Prescott's concept of the Oversoul

  • Thread starter Sciborg_S_Patel
  • Start date


Interesting stuff:

The Diamond

This idea ties in with what has been called the imaginal realm, a sort of twilight zone midway between physical and spiritual reality. A certain tolerance for ambiguity is, I think, necessary in carrying out these highly subjective experiments.
Before I go on, I should point out that none of the information contained in this exercise was new to me. It could easily have come from my unconscious mind. I had encountered this imagery before, in reading about life after death. The only thing that makes the experience seem like more than a regurgitation of stuff I'd read is the fact that it packed an emotional punch.
I was shown an image of a diamond, brilliant and multifaceted. But this was no ordinary diamond. It was alive. The facets, which were far more luminous than any real-life diamond's, were in constant motion. They were constantly shifting positions like the pieces of a mosaic, creating patterns that were intricate and harmonious. It did not appear that there was anything random about these patterns; rather, they seemed to involve the working-out of some larger scheme, much in the way that notes of music can be used to work out the themes and melodies of a musical composition.

I was told that this diamond was my true soul, and that the individual facets were merely contributing elements. The real me, the eternal me, was the diamond as a whole, even though I wasn't aware of it in everyday life.

These living and moving facets each represented some persona that my larger soul had adopted – presumably in some previous (or perhaps future) earthly incarnation. The sum total of all these facets made up the diamond itself.

Let me expand on this a little. The diamond could be seen as the so-called "group soul" often discussed by metaphysical writers. But I was given to understand that the "group soul" is something of a misnomer, because actually we are talking only about a group of personae; the diamond/soul itself is our own personal soul in its purest and highest form. To think of it as a group soul is to imagine that our individual self is just one of the facets of the diamond, when in fact our soul consists of all the facets and more, because it includes the core of the diamond as well. Thus we are much greater, much more all-encompassing, than we might think.

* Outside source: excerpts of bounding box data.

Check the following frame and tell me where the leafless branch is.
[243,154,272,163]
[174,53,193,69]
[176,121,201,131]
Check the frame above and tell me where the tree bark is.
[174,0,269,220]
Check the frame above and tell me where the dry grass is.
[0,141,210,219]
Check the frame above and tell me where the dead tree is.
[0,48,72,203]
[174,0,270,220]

What was most strongly impressed on me was the sheer beauty of the soul. It seemed to me that this soul was the most beautiful and precious thing in the world. Of course, I'm not just talking about my own soul, but about any human soul. The impression I had – and this is where the emotional impact came in – was that if we could only grasp the magnificence and perfection of our own souls, we would have a whole new perspective on life, and negative things (such as the illness I was experiencing) would pale into insignificance.

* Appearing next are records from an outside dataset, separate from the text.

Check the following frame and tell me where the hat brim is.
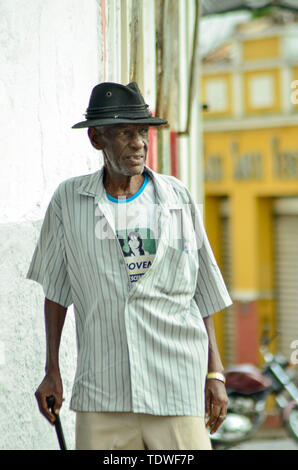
[72,117,168,129]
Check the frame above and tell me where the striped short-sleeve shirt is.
[27,167,232,416]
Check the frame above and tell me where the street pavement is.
[226,428,298,451]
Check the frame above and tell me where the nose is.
[130,132,145,149]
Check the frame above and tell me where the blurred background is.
[0,0,298,449]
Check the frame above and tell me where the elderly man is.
[27,82,232,450]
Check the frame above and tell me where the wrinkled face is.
[89,124,149,176]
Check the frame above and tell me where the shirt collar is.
[77,165,179,206]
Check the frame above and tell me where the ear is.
[88,127,105,150]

Again, while I cannot really convey the feeling I got, I came away with an extraordinarily strong impression that our soul – mine, or yours, or anyone's – is an object of exquisite beauty, unfathomable complexity, and ultimate perfection. Even the flaws that we perceive in ourselves are not really flaws, but elements necessary to a larger harmonious whole.
He returned to this idea recently in a discussion of reincarnation:

Enos, Redbeard, and Dave

Let's say that this oversoul has incarnated three times, first as Enos, a peasant; then as Redbeard, a pirate; and currently as Dave, a podiatrist. In this case the diamond has three facets. They are separate and distinct from each other, but they are all part of the diamond itself.


The same, but different

I'd add to the above that one possible explanation of the divine figures seen by NDErs is that they are symbolic representations of the experiencer's own higher self. So there may be a consistent tendency, whether one is incarnate or discarnate, to objectify and misinterpret the higher self as an outside entity.
I dislike the term "oversoul". It sounds like the individual soul is a slave to some external being. I prefer the metaphor in which soul is an actor and physical incarnations are roles that the soul plays. Stevenson thought that what is reborn is not personality, but individuality. Personality is temporary, but individuality contains all the soul's memories.

Andrew Paquette wrote this in another thread:

"What comes closest to an oversoul that I can come up with is a slightly different way of looking at it. Rather than looking at t from my physically conscious perspective, I prefer to look at it the other way around. There is my consciousness, and then there is my consciousness while weighted down with physical armor, dimmed perceptive abilities, and some amnesia."

I agree with him. I also agree with William Buhlman. According to him pure consciousness is formless and has a 360 degree vision. Many NDEs support this view.


Perspectives in consciousness

...To extend the diamond imagery, we can imagine these various diamonds as parts of a continuous chain – a diamond bracelet or necklace, so to speak. The total string of diamonds, which may be unimaginably vast, presumably equals the totality of consciousness in existence and is therefore equivalent to "God."

Now here's the tricky part. The diamonds exist outside of our space-time cosmos. They are not bound by temporal linearity. So what they will do, they have already done, and what they will become, they already are. The journeys undertaken by the component psyches have all been accomplished, and the stringing-together of the diamonds into an unbroken strand has already been done.

But the journeys were and are necessary to inform the diamonds. And the journeys were and are bound by linear time.

In other words, we can look at the situation from two very different perspectives – the perspective of linear time, with which we are personally familiar, and the perspective of existence outside of time, about which we can only speculate. Our own perspective, as incarnate beings here on earth, is limited, while the perspective of the total self is unlimited or at least radically less limited. And each perspective is correct in its own terms...


I mentioned this on Prescott's blog, but the Love Across Lifetimes stuff seems to correspond to the idea of the soul seeking to improve itself across lifetimes:

In the third and final scene, he was an African-American male jazz singer in 1920s Chicago, singing on stage during the climax of his favorite song. I couldn’t imagine anything with more vitality and verve. The band played behind him while people danced all around. He saw his white girlfriend in the front row looking at him with eyes so filled with attraction and passion, they could have been the only two people there. Obviously, the love between these two was set against the backdrop of racism, segregation, and prejudice that we are still resolving today. I asked “What is different about this singer from the woman in the village or the young wife in the garden?” and he said “He loves himself.”
OTOH, I don't really get how one can reconcile the idea of a journey for improvement whose destination is already determined at a higher frame of reference. Just makes the journey seem largely if not completely worthless to me?